映画『メランコリック』彼女と別れなくてはならない仕事。
Amazonプライムビデオで観たい作品を探すとき、この作品が画面に現れても、暗いビジュアルの上に知らない監督の作品なので遠ざけていました。
今回、たかやんさんが「ツイッター」であっさりさっくりと「面白い」とつぶやいておられたのが観るきっかけとなりました。
観て良かったです。予想を超える面白さ。低予算の日本映画、がんばってます。
皆川暢二(プロデューサー・主演)田中征爾(監督・脚本)磯崎義知(俳優・アクションシーンの構成演出)の3名からなる映画製作チームでつくられた作品です。
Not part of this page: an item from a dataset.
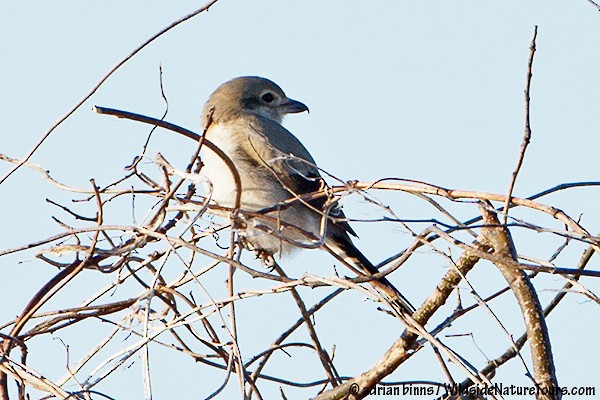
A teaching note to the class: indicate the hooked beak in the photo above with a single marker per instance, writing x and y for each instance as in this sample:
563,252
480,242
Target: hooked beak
293,106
2019年公開。UPLINK公式サイト参照
撮影期間10日間、撮影費用300万円で一人何役もの雑用をこなしながら撮影は行われました。
ストーリーはサスペンスなので、書きませんが
「バイトを始めた銭湯は、深夜に風呂場で人を殺していたーーー!?」
というお話です。巻き込まれ型サスペンスです。
コメディ要素もあるにはあるのですが、ちょっとブラックで控えめな笑いでした。
とにかく脚本が面白かったです。軸になっている「殺人銭湯」と並行して主人公の恋愛模様、実家の両親、同僚との友情、とまるで青春映画のような仕上がり。観た後はなぜか爽やかな気分。
血まみれ殺人&死体処理映画なんですけどね。
登場人物のキャラクターだけ書かせて下さい。
主人公の和彦(皆川暢二)は東大卒ですが、一度も定職にはつかず実家暮らしです。実家の両親は仲が良く和彦を見守っています。無理に「働け」なんて言いません。
和彦のメガネのデザインはとてつもなくダサくて、レンズは大きくて汚れがちです。しかもメガネは傾いています。
和彦は他人とのコミュニケーションをとるのがあまり上手くありません。
そんな彼に屈託ないきらきらの笑顔で話しかける高校の同級生・副島百合。
和彦みたいな男性にはこんな女性がいたらいいだろうな、と思わせる夢のような女性です。
同窓会に行ったものの誰とも話さずに一人で食べている和彦に話しかけてくれたり。
このあたりは恋愛初級者の和彦の成長物語でもあります。
銭湯のバイトの同僚松本(磯崎義知)も最初は金髪のぺらぺらな人物として登場しますが、いろいろ凄くて。
和彦と松本が二人で居酒屋に行くシーンが一番好きでした。
「東大卒なのに何でこんなことやってるんですか」と松本がたずねるのですが、その前置きがいい。
「ひとつ聞いていいすか。
マジで100万回聞かれたことだと
思うんですけど..」
いちいちセリフが優しい。
そのあと
お酒は止めて、温かいお茶を頼んで
「幸せにはなりたいけどね」
と二人で笑い合うんですけど、私も一緒に笑っちゃいました。
ホント、幸せにはなりたいもんです。
面白かったです。
Amazonプライムビデオで観れます。
ただ、殺人シーンが苦手な方にはオススメできません。